La crise et la zone euro : rencontre avec l’économiste Jacques Sapir

Le 13 mars, le LEM (Lieu d’étude du mouvement des idées et des connaissances PCF) recevait l’économiste Jacques Sapir sur l’enjeu européen. 


Échos de sa présentation et du débat qui suivit.



Jacques Sapir : Si les sommes extraordinaires réinjectées dans le système bancaire par la BCE ont eu pour effet de détendre les taux d’intérêt, ces derniers ne sont pas pour autant redescendus à leur niveau d’avant la crise, mais à celui de l’été 2011.
Il ne faut pas s’y tromper: la Grèce est bel et bien en défaut et, si le mot n’est jamais prononcé, les banques l’ont intégré. Ce défaut organisé n’a rien réglé des problèmes de fond.
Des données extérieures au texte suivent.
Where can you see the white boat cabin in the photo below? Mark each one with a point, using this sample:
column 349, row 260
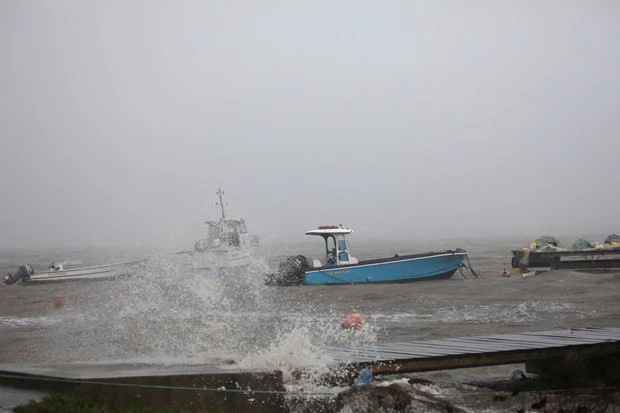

Les auditions du Lem - Jacques Sapir - La crise... par LEMpcf



Selon J. Sapir, la contraction du PIB va passer de 5 % fin 2011 à 8 ou 9 % en avril ou mai. L’économie grecque, en partie arrêtée, en partie émigrée, ne permet pas de compter sur les recettes fiscales ; l’austérité, en brisant la consommation, appauvrit un Etat qui ne peut, sous la pression de la Troïka, que renforcer l’austérité. L’intervention de la BCE, en pratique, ne fait que profiter aux banques ; si cela a pu ralentir la crise, rien n’a été solutionné.
Après la Grèce, l’Espagne, le Portugal puis l’Italie sont menacés. L’Espagne a des arriérés de paiement. Ou elle les consolide, et le déficit budgétaire passe de 6 à 14-15 % du PIB, ou elle ne les consolide pas. Dans cette dernière hypothèse, les entreprises non payées par l’Etat ne payeront pas leurs fournisseurs, qui feront faillite. Dès juin ou juillet, les recettes fiscales peuvent s’effondrer et avec elles l’économie du pays.
C’est le même sort qui attend le Portugal : le déficit portugais est plus important que l’espagnol, et les deux économies sont interdépendantes. Si l’Espagne tombe, le Portugal suit, selon J.Sapir. Le sort de l’Italie dépend  des taux d’intérêt : avec une dette de 126 % du PIB, un taux de 5 % revient à payer 6 % du PIB par an. La crise ne fait que souligner les défaillances structurelles de la zone
euro. Au premier rang, il faut souligner la divergence parfois très forte des compétitivités de la zone ; cela s’accentue mécaniquement s’il n’y a pas de transferts budgétaires d’un pays à l’autre. Or, ces transferts ne sont pas à l’ordre du jour.
D’une manière générale, l’économiste souligne que les pays de la zone euro ont une croissance plus faible que les autres et, au sein même de la zone, ceux qui s’en sortent le mieux sont aussi ceux qui contournent les règles (soutien économique aux entreprises via des niches fiscales...). Mais leur croissance reste faible.
L’austérité généralisée mène à la récession de la zone euro. L’ Allemagne, pays dont l’économie est plus solide, n’est pas prête à se sacrifier pour sauver l’ensemble de la région.
Dans ce contexte, pour Sapir, la zone euro ne peut qu’éclater : la Grèce, dit-il, va abandonner l’euro probablement entre l’été prochain et fin 2013. La crise, mais aussi la perte de crédibilité de la zone vont encore fragiliser les autres pays. Le risque est le phénomène de contagion : après la Grèce, ce pourrait être le tour du Portugal, puis de l’Espagne. Pour Jacques Sapir, les choix sont limités : une récession a priori illimitée et sans garantie de résultat ; le démantèlement
désordonné; le démantèlement ordonné. Ce dernier choix est, selon lui, le seul qui permettrait de sauvegarder quelques acquis, dont un fondamental : la coordination monétaire. L’explosion de la zone euro est inéluctable.
La seule question qui se pose est de savoir, dit-il, si nous parviendrons à conserver des accords permettant d’échapper à une guerre des monnaies. Et le seul moyen d’y échapper, c’est une dissolution ordonnée.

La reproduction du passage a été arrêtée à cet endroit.